De légèrement expansionniste, la politique budgétaire prendra une orientation globalement neutre en 2018. À mesure que la reprise se consolidera, la mise en œuvre des réformes structurelles devra s’accompagner d’une augmentation progressive de l’excédent budgétaire primaire. Pour ce faire, des progrès supplémentaires en matière de réduction de la fraude fiscale et de rationalisation des dépenses fiscales et des dépenses courantes seront nécessaires. Pour renforcer l’inclusion sociale, il convient de redéployer des ressources vers des programmes de lutte contre la pauvreté et des incitations à l’emploi ciblées sur les jeunes.

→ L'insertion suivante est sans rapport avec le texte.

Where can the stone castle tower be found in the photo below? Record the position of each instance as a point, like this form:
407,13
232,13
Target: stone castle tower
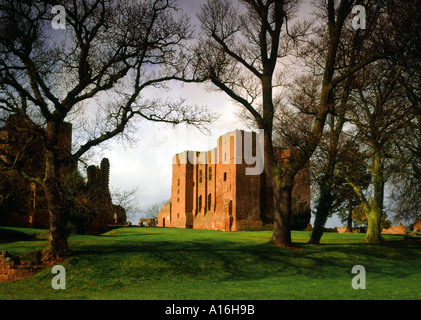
215,190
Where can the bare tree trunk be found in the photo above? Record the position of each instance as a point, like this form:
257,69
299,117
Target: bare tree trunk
58,244
374,214
282,218
324,206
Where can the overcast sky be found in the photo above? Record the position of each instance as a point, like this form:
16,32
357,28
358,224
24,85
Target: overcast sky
147,165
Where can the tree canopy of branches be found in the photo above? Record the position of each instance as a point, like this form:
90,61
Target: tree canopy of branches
112,49
244,46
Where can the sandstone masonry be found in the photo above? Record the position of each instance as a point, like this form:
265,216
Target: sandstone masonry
211,190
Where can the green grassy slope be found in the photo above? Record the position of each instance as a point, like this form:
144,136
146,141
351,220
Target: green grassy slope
166,263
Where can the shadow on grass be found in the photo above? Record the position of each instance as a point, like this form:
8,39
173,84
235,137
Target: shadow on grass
230,260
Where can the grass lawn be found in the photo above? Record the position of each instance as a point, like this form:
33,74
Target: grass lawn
167,263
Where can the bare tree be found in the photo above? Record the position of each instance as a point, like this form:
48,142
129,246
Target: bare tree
241,55
108,54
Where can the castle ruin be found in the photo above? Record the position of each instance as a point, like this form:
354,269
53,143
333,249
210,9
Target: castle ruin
212,190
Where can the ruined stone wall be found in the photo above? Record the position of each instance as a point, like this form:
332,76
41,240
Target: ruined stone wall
99,197
36,214
211,190
164,215
13,269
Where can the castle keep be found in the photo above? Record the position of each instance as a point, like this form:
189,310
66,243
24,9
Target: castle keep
225,188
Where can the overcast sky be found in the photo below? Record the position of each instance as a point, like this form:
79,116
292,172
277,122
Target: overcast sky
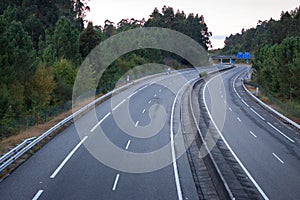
223,17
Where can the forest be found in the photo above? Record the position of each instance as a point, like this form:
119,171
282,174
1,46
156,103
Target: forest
275,45
43,43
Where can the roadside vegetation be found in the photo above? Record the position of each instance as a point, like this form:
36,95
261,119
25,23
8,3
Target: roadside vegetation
43,43
276,65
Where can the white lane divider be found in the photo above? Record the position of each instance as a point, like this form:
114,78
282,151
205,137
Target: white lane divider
37,195
278,158
230,149
127,145
68,158
132,95
253,134
119,104
143,88
136,123
116,182
257,114
284,135
94,128
244,102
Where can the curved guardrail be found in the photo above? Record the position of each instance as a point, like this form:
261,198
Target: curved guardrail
218,176
10,157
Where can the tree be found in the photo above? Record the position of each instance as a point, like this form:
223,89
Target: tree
89,39
66,40
42,87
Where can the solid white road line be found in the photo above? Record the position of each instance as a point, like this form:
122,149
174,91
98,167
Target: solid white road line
143,88
119,104
230,149
136,123
68,157
94,128
253,134
175,168
245,102
127,145
278,158
284,135
37,195
116,182
131,95
257,114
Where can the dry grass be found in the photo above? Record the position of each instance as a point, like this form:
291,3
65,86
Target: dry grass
37,130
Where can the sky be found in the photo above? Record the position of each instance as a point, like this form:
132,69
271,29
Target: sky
223,17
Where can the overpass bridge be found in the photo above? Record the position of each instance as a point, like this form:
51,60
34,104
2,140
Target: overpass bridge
229,58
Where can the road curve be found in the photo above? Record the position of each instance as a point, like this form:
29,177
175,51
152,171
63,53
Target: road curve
65,169
268,149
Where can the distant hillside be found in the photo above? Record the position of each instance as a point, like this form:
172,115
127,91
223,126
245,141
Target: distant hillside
266,33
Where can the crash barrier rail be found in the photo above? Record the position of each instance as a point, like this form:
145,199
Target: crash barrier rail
7,159
10,158
217,175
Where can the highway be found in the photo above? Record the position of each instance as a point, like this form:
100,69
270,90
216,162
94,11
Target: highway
68,167
266,148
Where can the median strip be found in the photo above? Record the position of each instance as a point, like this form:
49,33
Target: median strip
94,128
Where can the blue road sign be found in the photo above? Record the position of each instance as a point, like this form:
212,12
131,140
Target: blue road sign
240,55
246,55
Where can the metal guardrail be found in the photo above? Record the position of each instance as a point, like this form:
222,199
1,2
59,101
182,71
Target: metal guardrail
15,153
270,109
10,157
219,178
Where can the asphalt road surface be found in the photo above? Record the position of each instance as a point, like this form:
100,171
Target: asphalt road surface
77,164
268,149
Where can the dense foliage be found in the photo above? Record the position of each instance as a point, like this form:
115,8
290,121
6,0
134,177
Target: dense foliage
266,33
42,45
276,48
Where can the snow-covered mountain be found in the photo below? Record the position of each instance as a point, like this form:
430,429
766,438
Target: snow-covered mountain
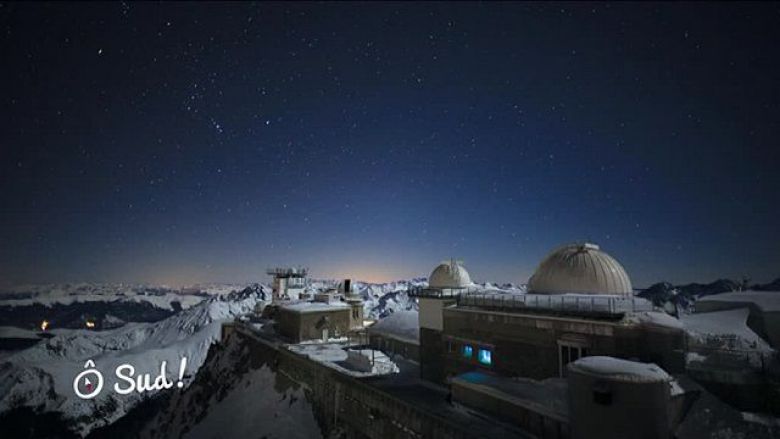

L’ampleur des créances douteuses et litigieuses (CDL) des banques et le niveau élevé de l’endettement public sont sources de vulnérabilité financière. Les CDL pèsent sur les bilans bancaires, exposant les finances publiques à des risques accrus en cas de crise. Le niveau élevé de la dette publique contraint la politique budgétaire, en la rendant excessivement sensible aux variations de taux d’intérêt. La stratégie adoptée par le gouvernement pour gérer les difficultés des banques fragiles porte ses fruits et le volume de CDL a amorcé une décrue.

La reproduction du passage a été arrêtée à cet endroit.